In large part because of this movement, in 1971, the Chickasaw Nation elected Overton James during its first election for tribal governor since Oklahoma statehood in 1907.

Alexander said the church bell called people in the community together, and congregants were involved in their community and their tribe.

“That was basically where people got their information, at the churches,” he said. “That was where everyone got their news about the Chickasaw Nation.”

“The bell meant a lot to the Chickasaw people,” said Smith. “When it was time to start, all they had to do was ring the bell, and people knew it was time for church.”

According to Alexander, the Boiling Springs community was large and lively, and there were 21 children who got on and off the school bus at a single stop there.

“The kids would almost fill up half the bus right there at that one stop,” he said. “It was always a lively place, and that was one reason for the church bell.”

Alexander said his grandfather, Jeff Alexander, began attending church at Boiling Springs in the 1930s and was at one point a deacon of the church.

“He rang the church bell many times,” he said.

Boiling Springs Church was the site of the second Chickasaw Church Tour during the Chickasaw Annual Meeting and Festival in 2018, a yearly tour of the churches that have served as important political and cultural sites for the Chickasaw people.

“Our churches are where we gathered. It’s where we gained strength and spiritual insight,” said Chickasaw Nation Legislator Lisa Johnson-Billy about the Chickasaw Church Tour.

At some point around 1990, Smith said the church bell was stolen.

“One Sunday we came to church, and it was gone,” she said. “It was a big bell. It would take a lot of guys to handle that.”

After learning who might have the bell and requesting that it be returned, Smith said it was eventually placed back by the church gate, and church leadership stored it in the church’s camp house. Before it could be hung, however, it was stolen again.

Reunion and bell dedication

When the Johnsons, who are also descendants of the Frazier family, decided to donate a new bell for the church, the church reunion of congregants and descendants of the Chickasaws who founded the church took on a new significance.

Alexander said he believes it is important to continue the tradition of coming together in service to the Lord and each other.

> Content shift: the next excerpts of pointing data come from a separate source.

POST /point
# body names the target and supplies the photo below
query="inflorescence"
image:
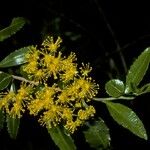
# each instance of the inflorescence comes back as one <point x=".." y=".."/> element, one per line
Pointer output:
<point x="63" y="92"/>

“I truly believe we have to keep it going,” he said. “It’s very important in our lives. Times have changed a lot.”

Smith said she’s glad to be a part of the legacy of the Frazier family and the Boiling Springs Church.

“I am so proud that my dad and my grampa taught us a lot,” she said. “The church is so important to us now.”

April 30, 2023, Boiling Springs Church hosted a reunion and bell dedication ceremony. Alexander said Johnson-Billy shared the sermon. Phillip Billy led worship in song, and Choctaw hymns were sung as they have been in years past.

Following the service, Alexander said Gary Dean and Chad Johnson were the first to ring the new bell.